Cadences au début de l’histoire du cinéma

, François Helt

Avant de se lancer dans des commentaires sur les cadences de projection en projection numérique, il est instructif de revenir un peu en arrière. La première recommandation sur la cadence nécessaire à une projection fluide est attribuée à Edison.

Le cinéma utilise la persistance rétinienne, c’est-à-dire la capacité de l’œil à conserver l’empreinte d’une image, pour donner l’illusion du mouvement. Si les images se succèdent à une cadence assez rapide, le mouvement perçu est fluide, alors que dans le cas contraire, il est saccadé. Il y a également une gêne liée à la perception du noir entre chaque image. Une cadence trop basse provoque un effet de scintillement. La résolution temporelle correspond au nombre d’images projetées par seconde, mais dès les débuts du cinéma il faut distinguer les cadences de prises de vue et les cadences de projection.

Historiquement, les premiers films étaient muets. Leur cadence de projection n’obéissait à aucun standard, d’autant moins que les projecteurs étaient actionnés manuellement. La cadence de projection variait donc entre 14 et 24 images par seconde et n’était certes pas très régulière. Pour la petite histoire on a constaté que la cadence des prises de vue s’accélérait et se ralentissait en fonction de l’action sur la manivelle de la caméra. Cela va plus vite lorsque l’on pèse sur la manivelle et moins vite lorsqu’on la remonte.
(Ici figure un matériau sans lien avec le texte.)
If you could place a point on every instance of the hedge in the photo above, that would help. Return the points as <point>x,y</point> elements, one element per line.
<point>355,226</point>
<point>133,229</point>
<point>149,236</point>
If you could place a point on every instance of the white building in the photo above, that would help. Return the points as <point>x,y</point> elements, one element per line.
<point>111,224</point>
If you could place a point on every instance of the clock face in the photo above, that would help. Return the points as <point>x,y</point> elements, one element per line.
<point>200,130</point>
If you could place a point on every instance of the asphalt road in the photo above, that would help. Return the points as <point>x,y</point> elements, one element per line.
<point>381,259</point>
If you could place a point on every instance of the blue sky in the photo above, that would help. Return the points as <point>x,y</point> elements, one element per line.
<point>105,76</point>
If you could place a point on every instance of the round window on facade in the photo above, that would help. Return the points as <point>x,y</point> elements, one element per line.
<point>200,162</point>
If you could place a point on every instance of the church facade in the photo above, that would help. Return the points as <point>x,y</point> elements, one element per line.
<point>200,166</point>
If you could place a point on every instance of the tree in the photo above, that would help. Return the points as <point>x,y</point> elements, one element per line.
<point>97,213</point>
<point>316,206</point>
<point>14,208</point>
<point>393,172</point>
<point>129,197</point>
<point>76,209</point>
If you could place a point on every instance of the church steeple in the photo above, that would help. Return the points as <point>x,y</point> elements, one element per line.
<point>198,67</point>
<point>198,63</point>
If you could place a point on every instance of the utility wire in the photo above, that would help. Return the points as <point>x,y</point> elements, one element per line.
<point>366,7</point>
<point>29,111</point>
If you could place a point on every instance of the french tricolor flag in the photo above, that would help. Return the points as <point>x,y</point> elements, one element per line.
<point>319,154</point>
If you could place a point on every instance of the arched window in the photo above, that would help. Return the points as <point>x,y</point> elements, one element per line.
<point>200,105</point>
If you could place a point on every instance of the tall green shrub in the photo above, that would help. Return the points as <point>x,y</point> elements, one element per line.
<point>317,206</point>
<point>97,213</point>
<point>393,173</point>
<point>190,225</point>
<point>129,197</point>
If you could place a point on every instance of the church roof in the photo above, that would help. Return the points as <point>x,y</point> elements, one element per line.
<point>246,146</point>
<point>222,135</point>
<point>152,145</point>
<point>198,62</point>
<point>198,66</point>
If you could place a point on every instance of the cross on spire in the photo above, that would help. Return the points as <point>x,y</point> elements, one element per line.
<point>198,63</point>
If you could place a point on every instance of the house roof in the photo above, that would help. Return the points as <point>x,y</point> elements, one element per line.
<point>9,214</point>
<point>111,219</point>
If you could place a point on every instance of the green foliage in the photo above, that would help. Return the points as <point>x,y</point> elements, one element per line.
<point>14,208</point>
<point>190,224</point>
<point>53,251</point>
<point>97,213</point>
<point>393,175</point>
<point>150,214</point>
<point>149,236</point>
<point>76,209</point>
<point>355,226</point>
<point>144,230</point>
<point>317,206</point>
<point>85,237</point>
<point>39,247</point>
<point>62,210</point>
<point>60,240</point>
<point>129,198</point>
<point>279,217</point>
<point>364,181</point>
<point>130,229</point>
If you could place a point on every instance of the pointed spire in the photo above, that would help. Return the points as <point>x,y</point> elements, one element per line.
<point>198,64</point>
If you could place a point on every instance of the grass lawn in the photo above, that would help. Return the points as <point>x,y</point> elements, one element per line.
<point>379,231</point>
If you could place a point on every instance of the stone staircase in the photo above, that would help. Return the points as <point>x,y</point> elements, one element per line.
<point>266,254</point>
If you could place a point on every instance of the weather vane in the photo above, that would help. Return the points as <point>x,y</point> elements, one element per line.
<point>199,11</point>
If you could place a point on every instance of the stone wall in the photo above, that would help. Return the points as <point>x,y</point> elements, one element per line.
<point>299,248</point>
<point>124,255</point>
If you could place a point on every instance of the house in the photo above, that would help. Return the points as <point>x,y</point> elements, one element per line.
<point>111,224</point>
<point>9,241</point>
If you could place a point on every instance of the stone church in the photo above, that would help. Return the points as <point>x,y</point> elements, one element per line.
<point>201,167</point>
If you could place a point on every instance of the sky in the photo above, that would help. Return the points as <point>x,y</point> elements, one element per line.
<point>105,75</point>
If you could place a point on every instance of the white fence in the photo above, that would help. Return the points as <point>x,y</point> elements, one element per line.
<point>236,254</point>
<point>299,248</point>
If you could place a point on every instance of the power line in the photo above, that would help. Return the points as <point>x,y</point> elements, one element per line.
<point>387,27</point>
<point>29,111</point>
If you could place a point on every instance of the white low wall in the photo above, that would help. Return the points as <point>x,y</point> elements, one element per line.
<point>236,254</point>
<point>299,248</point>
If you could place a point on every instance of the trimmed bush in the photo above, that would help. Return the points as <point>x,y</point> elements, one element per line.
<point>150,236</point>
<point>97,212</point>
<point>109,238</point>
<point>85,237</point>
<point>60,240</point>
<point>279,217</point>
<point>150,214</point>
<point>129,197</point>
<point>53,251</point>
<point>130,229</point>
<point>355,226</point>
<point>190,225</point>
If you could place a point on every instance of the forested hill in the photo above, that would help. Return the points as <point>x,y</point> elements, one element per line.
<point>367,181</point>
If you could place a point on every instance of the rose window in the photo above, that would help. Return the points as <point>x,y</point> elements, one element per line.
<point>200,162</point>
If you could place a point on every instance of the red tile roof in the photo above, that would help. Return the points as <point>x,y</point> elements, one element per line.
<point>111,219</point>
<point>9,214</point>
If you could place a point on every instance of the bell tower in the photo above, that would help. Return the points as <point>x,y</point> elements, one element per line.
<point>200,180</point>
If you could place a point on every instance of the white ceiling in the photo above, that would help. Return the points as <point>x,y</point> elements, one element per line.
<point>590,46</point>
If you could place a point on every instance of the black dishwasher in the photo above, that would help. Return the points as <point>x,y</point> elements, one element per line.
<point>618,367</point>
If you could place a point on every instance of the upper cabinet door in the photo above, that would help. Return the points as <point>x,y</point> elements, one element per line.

Quelle que soit la cadence de prise de vue Il était néanmoins préférable de projeter les images de la pellicule photochimique à une cadence rapide. D’une part comme la pellicule des films était à base de nitrate, aux propriétés hautement inflammables, il n’était pas souhaitable que chaque photogramme reste longtemps devant la lampe de projection qui constitue une dangereuse source de chaleur. D’autre part une cadence de projection supérieure à la cadence de prise de vues permet d’augmenter à moindre frais l’intensité dramatique des scènes de cascades. Certains films étaient même distribués avec une recommandation de cadences dépendant des séquences projetées.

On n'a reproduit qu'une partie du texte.